2015年2月27日
株式会社Doctor Web Pacific
ニュースレポートによると、2015年2月24日、複数の機関が連携しRmnetボットネットのC&Cサーバーを停止させました。このオペレーションにはユーロポールの欧州サイバー犯罪センター、EU機関のコンピューター緊急対応チーム(Computer Emergency Response Team:CERT-EU)、シマンテック、Microsoft、AnubisNetworks、そのほかの欧州機関が協力しています。ユーロポールのwebサイトでは、悪意のあるプログラムによって生成されるC&Cサーバーのインターネットドメインアドレス約300を取り締まったと報告され、ロイター通信社によると、オペレーションによって7台のC&Cサーバーを停止させたとしています。シマンテックでは、このオペレーションにより350,000台の感染したデバイスから成るボットネットを徐々に停止へと追い込んだとし、Microsoftでは、その合計台数は500,000台にも及んでいる可能性があるとしています。
Doctor Webのセキュリティリサーチャーは異なるバージョンのRmnetファイルインフェクターを使用して構成された複数のボットネットのサブネットに対する監視を行っています。2011年9月に発見されたWin32.Rmnet.12と呼ばれる亜種は複数のモジュールから成るマルチコンポーネントファイルインフェクターです。このプログラムは自己複製機能を持ち、犯罪者から受け取ったコマンドを実行し、ロードされたwebページ内にコンテンツを埋め込み(これにより犯罪者が被害者のバンクアカウント情報を得ることが論理的には可能になります)、Ghisler、WS FTP、CuteFTP、FlashFXP、FileZilla、Bullet Proof FTPなどのポピュラーなFTPクライアントプログラムによって保存されたクッキーやパスワードを盗みます。

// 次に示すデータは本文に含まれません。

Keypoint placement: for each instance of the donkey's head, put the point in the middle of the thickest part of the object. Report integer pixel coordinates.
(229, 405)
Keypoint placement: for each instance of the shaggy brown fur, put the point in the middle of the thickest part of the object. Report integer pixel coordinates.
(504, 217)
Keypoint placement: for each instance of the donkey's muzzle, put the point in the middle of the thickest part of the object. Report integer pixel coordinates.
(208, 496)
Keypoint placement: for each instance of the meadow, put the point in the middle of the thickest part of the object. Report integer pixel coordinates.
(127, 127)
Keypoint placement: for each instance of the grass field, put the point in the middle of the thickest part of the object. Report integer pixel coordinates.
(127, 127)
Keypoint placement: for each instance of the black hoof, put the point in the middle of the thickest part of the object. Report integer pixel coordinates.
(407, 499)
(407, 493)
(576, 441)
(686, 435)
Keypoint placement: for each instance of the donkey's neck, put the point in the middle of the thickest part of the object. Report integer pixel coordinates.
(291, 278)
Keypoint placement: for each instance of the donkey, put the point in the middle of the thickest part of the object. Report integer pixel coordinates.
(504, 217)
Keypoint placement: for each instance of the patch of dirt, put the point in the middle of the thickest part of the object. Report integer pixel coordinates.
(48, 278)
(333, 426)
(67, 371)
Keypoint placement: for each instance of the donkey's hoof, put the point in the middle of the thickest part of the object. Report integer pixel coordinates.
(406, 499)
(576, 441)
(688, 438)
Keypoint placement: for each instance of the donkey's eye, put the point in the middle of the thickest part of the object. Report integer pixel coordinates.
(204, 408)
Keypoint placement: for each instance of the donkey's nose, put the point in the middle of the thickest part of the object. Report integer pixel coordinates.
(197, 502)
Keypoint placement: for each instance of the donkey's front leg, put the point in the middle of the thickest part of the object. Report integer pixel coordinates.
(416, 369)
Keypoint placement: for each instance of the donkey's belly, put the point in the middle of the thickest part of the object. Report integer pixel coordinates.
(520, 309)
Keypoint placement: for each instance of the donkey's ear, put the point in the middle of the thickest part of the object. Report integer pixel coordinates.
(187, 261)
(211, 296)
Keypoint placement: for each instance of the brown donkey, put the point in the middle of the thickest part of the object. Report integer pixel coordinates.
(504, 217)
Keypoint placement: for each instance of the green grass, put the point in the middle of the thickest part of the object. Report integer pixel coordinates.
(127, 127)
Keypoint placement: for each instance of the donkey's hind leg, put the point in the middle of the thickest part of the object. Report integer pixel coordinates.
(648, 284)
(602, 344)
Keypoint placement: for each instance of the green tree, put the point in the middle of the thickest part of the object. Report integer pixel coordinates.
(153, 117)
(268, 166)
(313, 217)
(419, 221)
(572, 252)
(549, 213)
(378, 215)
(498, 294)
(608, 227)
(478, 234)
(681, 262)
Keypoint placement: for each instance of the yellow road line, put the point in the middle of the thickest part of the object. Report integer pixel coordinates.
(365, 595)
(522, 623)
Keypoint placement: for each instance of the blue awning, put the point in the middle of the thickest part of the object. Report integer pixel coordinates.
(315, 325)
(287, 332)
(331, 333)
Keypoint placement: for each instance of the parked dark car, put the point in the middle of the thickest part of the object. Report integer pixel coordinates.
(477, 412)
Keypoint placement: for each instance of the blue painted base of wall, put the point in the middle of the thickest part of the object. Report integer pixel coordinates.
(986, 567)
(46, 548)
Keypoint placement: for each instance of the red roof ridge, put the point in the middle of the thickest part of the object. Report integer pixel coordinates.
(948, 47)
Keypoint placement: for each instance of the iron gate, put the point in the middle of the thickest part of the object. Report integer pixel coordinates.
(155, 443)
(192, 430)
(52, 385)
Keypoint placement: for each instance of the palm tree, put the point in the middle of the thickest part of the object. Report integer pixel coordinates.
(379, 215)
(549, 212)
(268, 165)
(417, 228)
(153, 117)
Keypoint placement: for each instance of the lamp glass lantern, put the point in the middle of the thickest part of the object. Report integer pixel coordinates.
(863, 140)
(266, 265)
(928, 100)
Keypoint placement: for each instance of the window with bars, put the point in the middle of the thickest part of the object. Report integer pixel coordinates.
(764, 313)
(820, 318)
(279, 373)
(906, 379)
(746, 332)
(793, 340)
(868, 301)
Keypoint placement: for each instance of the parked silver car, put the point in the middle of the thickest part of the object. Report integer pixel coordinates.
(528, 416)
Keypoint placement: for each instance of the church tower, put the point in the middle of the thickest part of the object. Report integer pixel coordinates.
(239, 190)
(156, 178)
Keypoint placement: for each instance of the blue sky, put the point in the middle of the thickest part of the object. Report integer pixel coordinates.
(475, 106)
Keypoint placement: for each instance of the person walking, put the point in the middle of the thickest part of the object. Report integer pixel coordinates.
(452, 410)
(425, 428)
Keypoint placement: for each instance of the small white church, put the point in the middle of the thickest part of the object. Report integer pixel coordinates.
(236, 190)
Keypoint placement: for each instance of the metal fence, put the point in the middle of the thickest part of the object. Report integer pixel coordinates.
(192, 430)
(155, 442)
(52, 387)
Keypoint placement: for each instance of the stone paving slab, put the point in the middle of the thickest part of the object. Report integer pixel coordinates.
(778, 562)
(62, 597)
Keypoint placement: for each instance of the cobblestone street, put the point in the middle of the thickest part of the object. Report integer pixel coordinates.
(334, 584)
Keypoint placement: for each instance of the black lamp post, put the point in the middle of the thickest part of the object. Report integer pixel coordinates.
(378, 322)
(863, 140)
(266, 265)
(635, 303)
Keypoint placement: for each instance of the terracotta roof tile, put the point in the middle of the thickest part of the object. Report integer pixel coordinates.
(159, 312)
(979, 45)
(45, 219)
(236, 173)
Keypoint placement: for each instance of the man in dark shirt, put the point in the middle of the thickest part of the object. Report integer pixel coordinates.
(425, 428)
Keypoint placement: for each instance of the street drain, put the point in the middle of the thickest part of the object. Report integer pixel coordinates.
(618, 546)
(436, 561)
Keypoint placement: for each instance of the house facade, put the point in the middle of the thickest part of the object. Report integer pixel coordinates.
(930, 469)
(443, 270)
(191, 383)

次に登場した亜種Win32.Rmnet.16は、C&Cサーバーを選択する際にデジタル署名を使用するなど、Win32.Rmnet.12とは異なる機能を備えていました。このウイルスはリモートサーバーから受け取ったコマンドを実行することができ、特に任意のファイルをダウンロード・実行、自身をアップデート、スクリーンショットを撮り犯罪者に送信、さらにはOSを動作不能にさせることも可能です。さらにモジュールは一般に広く普及しているアンチウイルスプログラムのプロセスを停止させる機能を備えています。Win32.Rmnet.12と同様、Win32.Rmnet.16もMBRを改変し、そのファイルを暗号化してディスクの最後に保存することができます。
オペレーションによってRmnetボットネットの活動を停止させたという多くのニュースレポートにも関わらず、Doctor Webではアンチウイルスラボによって監視が続けられているボットネットの活動に何らの減少も確認されませんでした。現在のところ、C&Cサーバーのドメイン生成にアルゴリズムを使用するRmnetの少なくとも12のサブネット、および自動ドメイン生成を使用しないWin32.Rmnet.12の少なくとも2つのサブネット(シマンテックでは前者のカテゴリに属するシード79159c10のサブネット1つのみがブロックされています)の活動がDoctor Webセキュリティリサーチャーによって確認されています。
特に、Win32.Rmnet.12サブネットの2つは未だ1日に250,000~270,000台のホストを感染させています(下グラフ参照)。
Win32.Rmnet.12ボットネット1つ目のサブネットに1日に追加されるホスト
Win32.Rmnet.12ボットネット2つ目のサブネットに1日に追加されるホスト
Win32.Rmnet.16サブネットの活動規模はWin32.Rmnet.12に比べて遥かに小さいもののDoctor WebではC&Cサーバーを停止したとするオペレーションの影響は確認できませんでした。
Win32.Rmnet.16ボットネットに1日に追加されるホスト
悪意のあるモジュールTrojan.Rmnet.19に感染したコンピューターにおいても同様の状況が確認されています。
Trojan.Rmnet.19ボットネットに1日に追加されるホスト
これらの統計から、Rmnetボットネットの崩壊を目指したユーロポール主導のオペレーションでは、全てのC&Cサーバーを停止させることはできなかったということが明らかです。少なくとも500,000台ものコンピューターがこのウイルスの様々な亜種に感染し、生き残ったC&Cサーバーに接続することで未だに活動を続けています。Doctor Web では今後も状況を注意深く監視していきます。